Saturday, May 28, 2016

Improving your nutrition

One of the nutritionally linked problems is carbohydrate sensitivity. A friend, Carolyn Berdanier, coined the phrase. It goes like this. The small intestine sends an extra signal to the pancreas that there is too much glucose coming, so gobs of insulin are secreted. The excess insulin produces extra lipids and reduces the high affinity insulin receptors, the latter which increases the need for insulin. The high blood lipids cause a slow accumulation of lipids (and other lesions) in the arteries of the heart and in some cases, the kidneys.

Another carbohydrate-related problem has to do with the digestion of starch. Think of starch as a string on which are beads of glucoses. This kind of straight chain starch is called amylose. Another kind of starch has branches of glucoses linked together off the straight chain. This is called amylo pectin. (Stay with me, we are almost there).

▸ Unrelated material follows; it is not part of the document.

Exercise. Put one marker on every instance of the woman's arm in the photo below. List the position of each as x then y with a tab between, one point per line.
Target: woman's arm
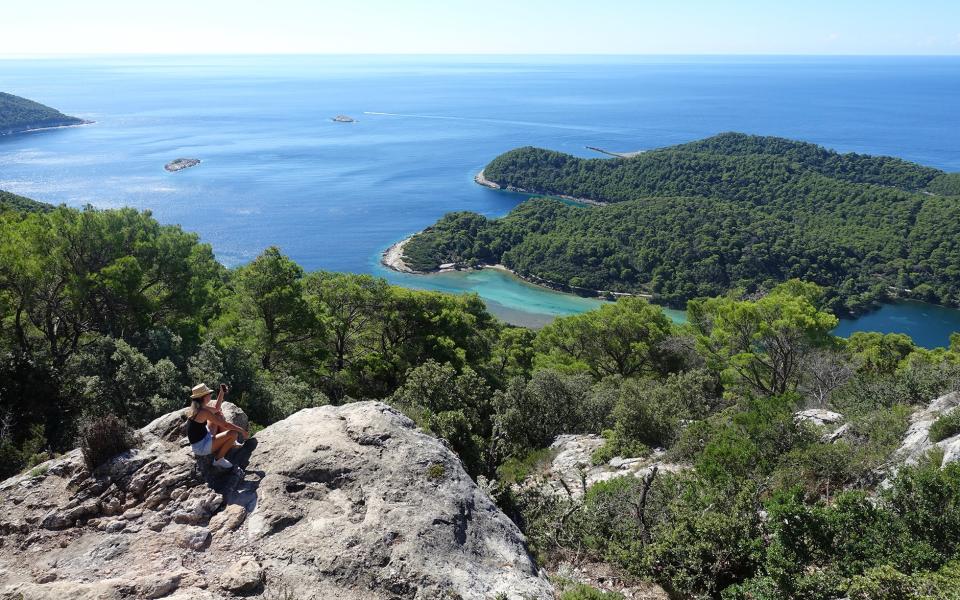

Starch is digested by an enzyme called amylase. Amylase attaches to the end of a glucose chain. The more branched a starch molecule is the more amylases can attach producing more glucose molecules per unit time. Large amounts of glucose damages the arterial walls by crosslinking proteins. In the case of amylose (or less branched starch), more of the starch goes to the large intestine where it is treated like fiber and chewed up by bacteria.

So, if we can slow the digestion of starch, we can slow the glucose inflow.

How do we do that?

One way to do that is by treating potatoes ( a branched chain starch source) by cooking it 12 minutes in the Instant Pot. Instant Pot is not a Colorado cigarette, but a high pressure cooker.

Take 4 potatoes, add 1 cup water and cook for 12 minutes at high pressure. Release the pressure, let the potatoes cool and put them in the refrigerator for several hours. Warm to serve. This treatment produces more straight chain amylose.